Qu’est-ce que cela signifie pour vous ?

L’étude ne soutient pas le méga-dosage de méthionine. En fait, une plus grande quantité de méthionine faisait disparaître les bienfaits. Il ne recommande pas non plus une alimentation pauvre en protéines sans restriction.

Longo propose une base de référence pratique pour les adultes : environ 0,37 gramme de protéines par kilogramme de poids corporel (Remarque : l’article cite les livres, ce qui est inhabituellement faible pour une métrique gramme/lb, probablement une erreur de transcription dans la source ou conçue comme norme en grammes/kg ; les conseils standard sont souvent plus élevés. Je m’en tiendrai au “0,37 grammes par livre” du texte mais notez la spécificité inhabituelle. En fait, 0,37 g par * livre * équivaut à environ 0,82 g par kg. C’est une recommandation modérée standard). Au moins la moitié devrait provenir des plantes.

Les personnes âgées peuvent avoir besoin de 10 à 20 % de protéines en plus, selon leurs besoins.
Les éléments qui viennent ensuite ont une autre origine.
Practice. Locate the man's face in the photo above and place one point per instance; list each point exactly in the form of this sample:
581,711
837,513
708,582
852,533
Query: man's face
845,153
Et ils doivent s’assurer qu’ils reçoivent suffisamment de méthionine.

Mais voici le problème. Cela n’a été testé que sur des souris tard dans la vie. Cela n’a pas été validé chez l’homme. La « zone médiane » de l’apport en méthionine dépend du régime alimentaire et de la dose.

Il n’y a aucune raison de restreindre drastiquement les protéines pour le moment. Il n’y a certainement aucune raison de prendre des suppléments de méthionine uniquement sur cette base. Des essais contrôlés sont nécessaires pour voir si ces changements hormonaux protègent les muscles chez les humains, et pas seulement chez les rongeurs.

Longo détient une participation dans L-Nutra, une entreprise d’aliments médicaux. Plusieurs auteurs ont des brevets liés aux régimes imitant le jeûne. La transparence, c’est bien, mais cela signifie qu’il faut rester sceptique.

La promesse de cibler des acides aminés spécifiques pour séparer la perte de graisse de la perte musculaire est alléchante. Cela suggère que notre alimentation pourrait manquer un ingrédient clé ou contenir trop de mauvais types. Nous n’avons pas encore la réponse définitive. Nous avons une hypothèse, une souris et un changement hormonal très intéressant. Les données humaines attendent de rattraper leur retard.